A trust protector has significant power over trust administration. They may have the authority to remove and replace trustees, add or remove beneficiaries, and modify the trust, among other powers. When critical matters hinge on one party, it’s important to consider how a trust protector will be replaced if and when the time comes.
Since trust protectors may be given varying degrees of power over trust administration—including representing the trust in litigation, changing trust situs and governing law, veto power over investment decisions, and terminating the trust—the factors below can help to guide the design of trust protector successor plans:
- Time. Many trusts, such as dynasty trusts, are intended to be in effect for multiple generations. Over a long period of time, the party serving as trust protector will likely eventually change. The timeline of the trust can help to guide how the trust protector will be replaced. For instance, if the grantor is still alive, trust terms might provide the grantor the power to remove or replace a trust protector. When creating a trust, ask an attorney about successor provisions for trust protectors that would be in effect following the grantor’s death.
- Relocation. The trust protector may move to another jurisdiction during the life of the trust, which could prohibit them from monitoring trustee actions or trust distribution matters. Trust protectors can easily act remotely in some trusts, but consider trusts with complicated assets or unique concerns that might necessitate having a trust protector located in the same jurisdiction in which the trust is being administered.
- Successor protector provisions. Existing trusts may already contain provisions for implementing a successor trust protector; however, some issues might surface that aren’t contemplated by existing provisions. Depending how the successor provisions were drafted, if the terms are ambiguous or in some way lack clarity for proper interpretation, they could be void. Some trusts lack these terms altogether, which generally requires court action. (Since grantors often include trust protectors to limit or prevent the costs and delays of court, overlooking successor trust protector provisions could defeat the grantor’s intention.) When creating a new trust or adding successor provisions to an existing trust, it’s imperative to be as specific as possible.
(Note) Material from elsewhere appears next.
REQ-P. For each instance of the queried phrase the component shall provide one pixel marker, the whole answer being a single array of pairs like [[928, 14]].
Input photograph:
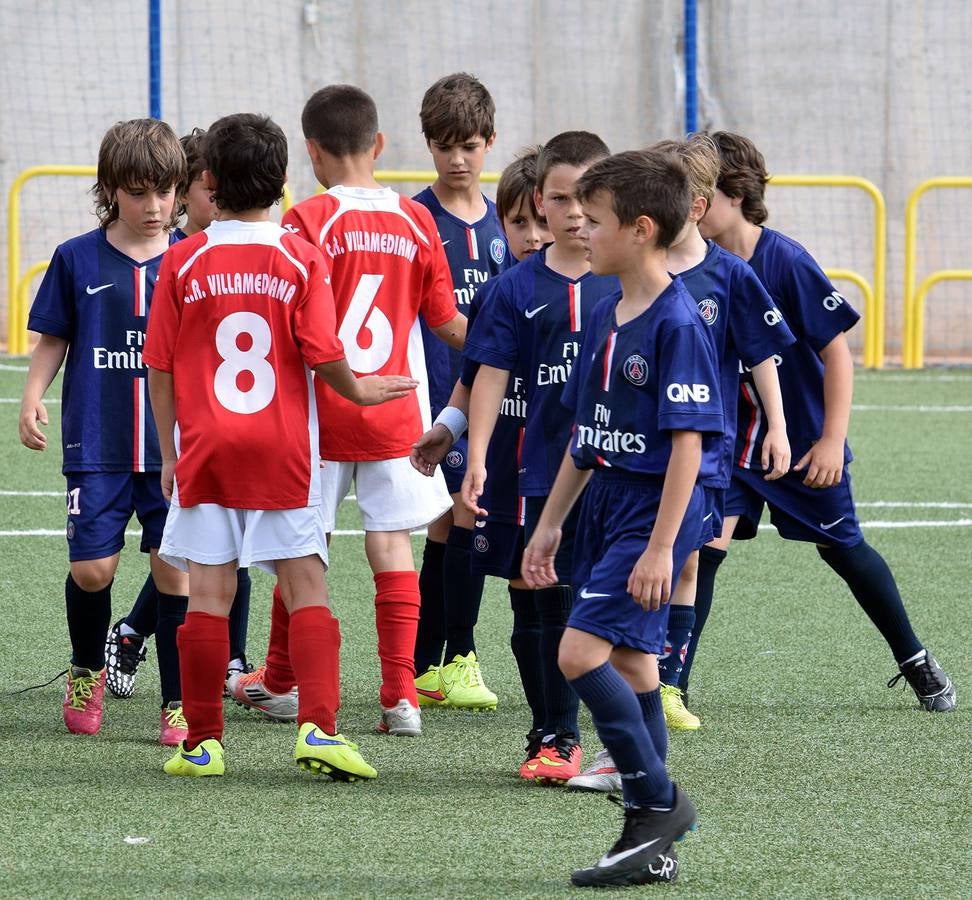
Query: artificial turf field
[[810, 776]]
As with choosing a trust protector, best practice in selecting a successor trustee promotes selection of an individual or entity with no familial relation, either biological or through marriage. The appointed party should either have experience in legal and financial matters or be willing to seek and follow professional guidance. Standard practice exempts the grantor, beneficiaries, or any party who contributed to the trust from serving as trust protector.